Notre vie est aussi aride que la vie des captifs ; dans l’étendue morte, les astres ne sont que de monotones points de feu ; notre tâche se borne à de menus soins d’entretien et de surveillance ; tout ce que les appareils doivent faire jusqu’à l’heure de l’atterrissage est rigoureusement déterminé. Aucun obstacle ; rien qui exige un changement d’orientation ; une vie intérieure subordonnée à la machinerie. Nous avons des livres, des instruments de musique, des jeux. L’esprit d’aventure nous soutient, une espérance démesurée quoique amortie par l’attente…
La prodigieuse vitesse qui nous entraîne équivaut à une suprême immobilité. Profond silence : nos appareils — générateurs et transformateurs — ne font pas de bruit ; les vibrations sont d’ordre éthérique… Ainsi, rien ne décèle le bolide lancé dans les solitudes interstellaires…
21 Avril. — Jours indiciblement uniformes. Causeries languissantes. Peu de goût pour la lecture ou le travail.
27 Avril. — Mon chronomètre marque 7 h. 33. Nous venons de déjeuner : extrait de café, pain et sucre « reconstitués ». Un léger supplément d’oxygène nous a mis en appétit et presque en gaieté.
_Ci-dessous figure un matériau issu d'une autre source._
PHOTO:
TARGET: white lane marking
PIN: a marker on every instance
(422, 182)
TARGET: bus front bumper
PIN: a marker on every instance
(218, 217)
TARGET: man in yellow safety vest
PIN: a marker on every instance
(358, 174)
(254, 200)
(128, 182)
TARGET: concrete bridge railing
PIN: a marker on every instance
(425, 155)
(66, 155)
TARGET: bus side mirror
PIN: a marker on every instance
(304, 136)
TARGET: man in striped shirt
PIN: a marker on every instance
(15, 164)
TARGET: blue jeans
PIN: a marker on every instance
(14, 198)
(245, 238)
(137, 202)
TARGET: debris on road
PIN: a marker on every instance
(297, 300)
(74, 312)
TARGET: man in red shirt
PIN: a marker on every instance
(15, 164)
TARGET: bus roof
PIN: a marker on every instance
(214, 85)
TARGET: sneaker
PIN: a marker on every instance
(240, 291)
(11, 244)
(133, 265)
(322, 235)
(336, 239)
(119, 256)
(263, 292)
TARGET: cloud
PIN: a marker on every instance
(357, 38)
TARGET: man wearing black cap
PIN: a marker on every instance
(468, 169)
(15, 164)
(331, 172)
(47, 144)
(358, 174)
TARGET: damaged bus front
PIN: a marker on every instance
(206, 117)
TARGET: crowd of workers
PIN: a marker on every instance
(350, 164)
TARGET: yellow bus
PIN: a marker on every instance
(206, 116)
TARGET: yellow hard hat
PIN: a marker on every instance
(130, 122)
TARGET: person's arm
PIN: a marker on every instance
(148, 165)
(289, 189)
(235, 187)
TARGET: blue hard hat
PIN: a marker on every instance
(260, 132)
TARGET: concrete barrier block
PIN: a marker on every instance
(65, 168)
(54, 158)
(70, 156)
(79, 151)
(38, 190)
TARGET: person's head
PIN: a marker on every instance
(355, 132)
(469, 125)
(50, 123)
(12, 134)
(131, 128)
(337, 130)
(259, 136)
J’observe mes deux compagnons, avec je ne sais quel sentiment de renouveau : perdu dans les déserts de l’infini, je me sens plus proche d’eux que de mes frères de sang. Antoine Lougre dut être grave dès l’enfance : sa gravité n’est pas triste : elle comporte des éclairs de gaieté, des joies de jeune cheval qui s’ébroue. Une tête à pans, la tête longue des Scandinaves, mais non leur poil : cheveux goudron, yeux couleur myrtille, teint d’une pipe d’écume, légèrement culottée. La stature est haute, l’allure molle ; la parole, précise comme un théorème, correspond à la nature mathématique de l’homme.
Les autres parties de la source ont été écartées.